This work addresses the longstanding challenge in time series clustering of balancing accuracy and computational efficiency—where conventional similarity-based methods suffer from high computational complexity and deep learning approaches incur substantial training overhead. To overcome these limitations, we propose MSRGC-Net, a novel framework that integrates training-free multi-scale reservoir representations, granular-ball-computation-driven adaptive anchor graph construction, and a cross-scale consensus optimization strategy. By design, MSRGC-Net eliminates the need for backpropagation and avoids reliance on large numbers of trainable parameters. Extensive experiments on multiple univariate and multivariate benchmark datasets demonstrate that MSRGC-Net achieves superior clustering performance compared to state-of-the-art methods while significantly improving computational efficiency.
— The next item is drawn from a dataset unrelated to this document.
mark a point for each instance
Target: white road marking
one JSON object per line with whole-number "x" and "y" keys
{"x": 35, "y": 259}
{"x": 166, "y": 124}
Time-series clustering remains challenging due to the inherent trade-off between clustering effectiveness and computational efficiency. Similarity-based methods often suffer from quadratic complexity caused by pairwise distance computations, while deep learning-based approaches typically rely on costly iterative training and a large number of trainable parameters. In this paper, we propose MSRGC-Net, an efficient time-series clustering framework that integrates multiscale reservoir computing, granular-ball-based anchoring graph construction, and consensus learning. MSRGC-Net adopts a training-free reservoir computing paradigm to extract multiscale temporal representations from raw time series without backpropagation, significantly reducing computational overhead. To capture the intrinsic structure of the resulting representations, granular-ball computing is employed to adaptively model data distributions via density-consistent regions, yielding compact and robust anchor graph representations. Furthermore, a consensus-based anchoring graph optimization strategy is introduced to effectively align multiscale reservoir representations and integrate complementary information across temporal scales. Extensive experiments on widely used univariate and multivariate benchmark datasets demonstrate that MSRGC-Net consistently outperforms state-of-the-art methods in clustering performance while maintaining superior computational efficiency.